Los jefes de las Farc van a tener que entender que la dejación de armas y su reincorporación a la vida civil implica tener que someterse a las reglas de juego de todo sistema democrático, aún uno tan imperfecto como el colombiano.

Las recientes declaraciones de alias Iván Márquez en contra del fiscal general de la Nación, Néstor Humberto Martínez Neira y su diatriba contra los medios de comunicación que han asumido una posición crítica frente a la negociación del Gobierno con ese grupo guerrillero, reafirman la opinión de quienes consideran que la tolerancia no es una de sus virtudes.

Márquez y sus antiguos compañeros en armas, entre ellos alias Jesús Santricht, quien se atrevió a llamar a la Corte Constitucional una “cortecita que está dispuesta a volver mierda los acuerdos de paz”, deben bajarle el tono a sus patanerías, ofensas y groserías contra quienes tienen la obligación de velar por el cumplimiento de los acuerdos de La Habana. Que a ellos no les guste que los vigilen y los fiscalicen no significa que haya que dejar de hacerlo.

Todo lo contrario: ahora es cuando más vigilante deben comportarse los organismos de investigación, las altas cortes y los medios de comunicación. Una actitud complaciente ante la arremetida de las Farc -como de hecho ha asumido el Gobierno Nacional, que no ha salido a respaldar ni al Fiscal ni a las Cortes ni a la libertad de expresión- solo sirve para enviar el mensaje a los jefes guerrilleros de que su altanería y sus amenazas tienen buen recibo en el Ejecutivo.

De no ser así, ya el alto gobierno con el Presidente Santos a la cabeza hubiera salido por lo menos a pedir un poco de prudencia a quienes pretenden reincorporarse a la sociedad y poner su nombre a consideración de los colombianos para ser elegidos mediante el ejercicio soberano del voto.
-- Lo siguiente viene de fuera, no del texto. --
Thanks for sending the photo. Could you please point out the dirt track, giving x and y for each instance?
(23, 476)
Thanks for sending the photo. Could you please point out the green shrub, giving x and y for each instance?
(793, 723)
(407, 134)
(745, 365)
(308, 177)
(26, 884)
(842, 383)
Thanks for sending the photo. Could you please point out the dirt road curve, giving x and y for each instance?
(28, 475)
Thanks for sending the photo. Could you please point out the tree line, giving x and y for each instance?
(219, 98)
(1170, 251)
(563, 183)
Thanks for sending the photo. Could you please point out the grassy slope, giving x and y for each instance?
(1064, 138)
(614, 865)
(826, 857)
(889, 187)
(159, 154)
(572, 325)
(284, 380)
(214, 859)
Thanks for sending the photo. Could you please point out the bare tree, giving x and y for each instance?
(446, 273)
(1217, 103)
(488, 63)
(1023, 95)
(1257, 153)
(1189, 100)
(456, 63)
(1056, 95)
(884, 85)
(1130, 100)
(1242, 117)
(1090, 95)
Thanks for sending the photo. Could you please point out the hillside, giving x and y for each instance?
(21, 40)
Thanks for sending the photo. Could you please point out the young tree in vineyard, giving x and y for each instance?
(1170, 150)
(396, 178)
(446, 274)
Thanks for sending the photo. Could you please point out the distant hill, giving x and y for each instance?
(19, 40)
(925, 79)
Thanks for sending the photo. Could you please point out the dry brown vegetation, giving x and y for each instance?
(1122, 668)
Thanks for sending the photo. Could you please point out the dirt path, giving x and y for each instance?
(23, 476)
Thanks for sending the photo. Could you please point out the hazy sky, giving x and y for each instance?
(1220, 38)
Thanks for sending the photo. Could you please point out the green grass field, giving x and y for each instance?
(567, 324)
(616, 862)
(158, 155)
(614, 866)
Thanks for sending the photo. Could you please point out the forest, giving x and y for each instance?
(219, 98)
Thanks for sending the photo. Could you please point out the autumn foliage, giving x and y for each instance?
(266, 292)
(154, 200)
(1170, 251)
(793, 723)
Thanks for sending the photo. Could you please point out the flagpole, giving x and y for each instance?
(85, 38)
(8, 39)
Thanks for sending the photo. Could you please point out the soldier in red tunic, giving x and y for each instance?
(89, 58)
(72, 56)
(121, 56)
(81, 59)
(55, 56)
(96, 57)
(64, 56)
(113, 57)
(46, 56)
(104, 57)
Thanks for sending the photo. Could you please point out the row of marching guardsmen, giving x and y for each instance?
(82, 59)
El mismo Santos que se muestra silente ante las groseras declaraciones de los jefes de las Farc salió presuroso a meter en cintura al gobierno de Estados Unidos, luego de que ese país cuestionara la orden de libertad de un comandante guerrillero que secuestró y cobró cinco millones de dólares por la liberación de un ciudadano estadounidense en territorio panameño.

Es decir: ¿Está bien que Santricht llame “cortecita” a la Corte Constitucional y ofenda a sus magistrados, pero está mal que Estados Unidos reclame por la liberación y la no extradición de un guerrillero de las Farc que secuestró a uno de sus ciudadanos? ¿Es ese el mensaje que quiere enviar el Presidente Santos?

Si ello es así, entonces es evidente que el Gobierno transita por el camino equivocado. El Estado tiene unas reglas de oro que deben respetarse, mucho más por parte de quienes decidieron abandonar las armas y someterse a sus normas y leyes. La separación de poderes es pilar fundamental de toda democracia, así como la libertad de expresión, gústele o no a Márquez y a Santricht. De modo que -como dirían los jóvenes de hoy en día- ya es hora de que empiecen a “jalarle al respetico” y entiendan que los tiempos de la “Ley de la selva” quedaron atrás. ¿O es que ellos piensan lo contrario?